Hardened allocator designed for modern systems. It has integration into Android's Bionic libc and can be used externally with musl and glibc as a dynamic library for use on other Linux-based platforms. It will gain more portability / integration over time.
One option to keep it simple is having 2 separated reserved regions and moving it between them every time it grows rather. That way, the security property of completely isolated metadata can be provided by not reusing memory used for large allocations for the hash table and vice versa.
These are purged of pages so they aren't hot, and they're memory protected so keeping them that way for as long as possible will generally improve security.
It will add an extra system call with synchronization when it fails, so it isn't necessarily a good idea at the smallest sizes if it almost always fails in practice. The Linux mmap heap uses best-fit and grows downwards which tends to eliminate common cases where this can actually work.
It's also unclear if in-place growth is a neat positive or negative for security, similar to in-place shrinking. It's probably best to focus only on the performance aspects of this for now because there are too many variables when it comes to security. A large virtual memory quarantine could potentially turn avoiding in-place growth into a security feature so there may end up being an option to disable the optimizations.
PDEP allows selecting the nth unset bit efficiently (a couple cycles) so it's a fantastic way of implementing this. There's no clear way to do it at all efficiently elsewhere, which is why the current portable implementation only randomizes the search start index and then uses the ffs intrinsic.
The current implementation will lead to only being able to provide size results for offsets into the initial page(s) of a large allocation, since with a hash table there isn't a way to find the closest previous match.
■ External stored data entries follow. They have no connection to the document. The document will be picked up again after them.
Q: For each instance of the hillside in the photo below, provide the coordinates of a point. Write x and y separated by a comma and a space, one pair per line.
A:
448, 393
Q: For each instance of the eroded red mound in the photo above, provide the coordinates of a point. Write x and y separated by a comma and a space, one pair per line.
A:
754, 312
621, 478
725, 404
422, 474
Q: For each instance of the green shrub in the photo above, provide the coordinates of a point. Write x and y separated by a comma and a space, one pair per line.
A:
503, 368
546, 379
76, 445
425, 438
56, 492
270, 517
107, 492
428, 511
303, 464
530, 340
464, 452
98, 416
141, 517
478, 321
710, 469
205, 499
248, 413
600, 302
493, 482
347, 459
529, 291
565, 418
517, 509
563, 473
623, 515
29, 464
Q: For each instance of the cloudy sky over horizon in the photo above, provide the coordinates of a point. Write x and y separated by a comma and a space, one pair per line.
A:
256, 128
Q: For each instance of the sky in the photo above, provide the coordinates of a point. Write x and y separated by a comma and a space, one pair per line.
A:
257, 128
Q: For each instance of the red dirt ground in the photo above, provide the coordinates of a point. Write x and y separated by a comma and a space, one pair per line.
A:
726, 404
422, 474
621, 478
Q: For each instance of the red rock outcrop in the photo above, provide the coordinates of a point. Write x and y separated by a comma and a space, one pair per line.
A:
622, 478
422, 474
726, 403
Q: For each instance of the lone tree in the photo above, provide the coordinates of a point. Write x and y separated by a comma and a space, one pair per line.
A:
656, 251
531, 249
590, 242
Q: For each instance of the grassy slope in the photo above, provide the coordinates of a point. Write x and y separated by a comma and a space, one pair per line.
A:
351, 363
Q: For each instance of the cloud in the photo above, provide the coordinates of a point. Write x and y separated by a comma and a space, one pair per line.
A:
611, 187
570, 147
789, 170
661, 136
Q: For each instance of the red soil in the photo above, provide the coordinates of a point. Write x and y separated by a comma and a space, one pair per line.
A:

This would have a performance cost compared to the hash table for allocation, and would also make malloc_object_size significantly slower. It might make sense as a configuration option, or perhaps it's not worth doing at all.
Generating the tags is going to require careful thought. Adjacent allocations should be guaranteed to have different tags, which could be approached by dedicating a bit to whether the slot is at an odd or even index (wasting entropy) or by generating a new random tag until there's no collision which requires a way to fetch the tags from the shadow region or wasting memory on metadata in the allocator.
The existing CSPRNG (ChaCha8 keystream with a small cache) is very efficient and will make generating these tags low overhead, but using a couple more bytes on every allocation will further increase the pressure to optimize it, especially alongside further slab allocation randomization beyond the existing slot selection randomization.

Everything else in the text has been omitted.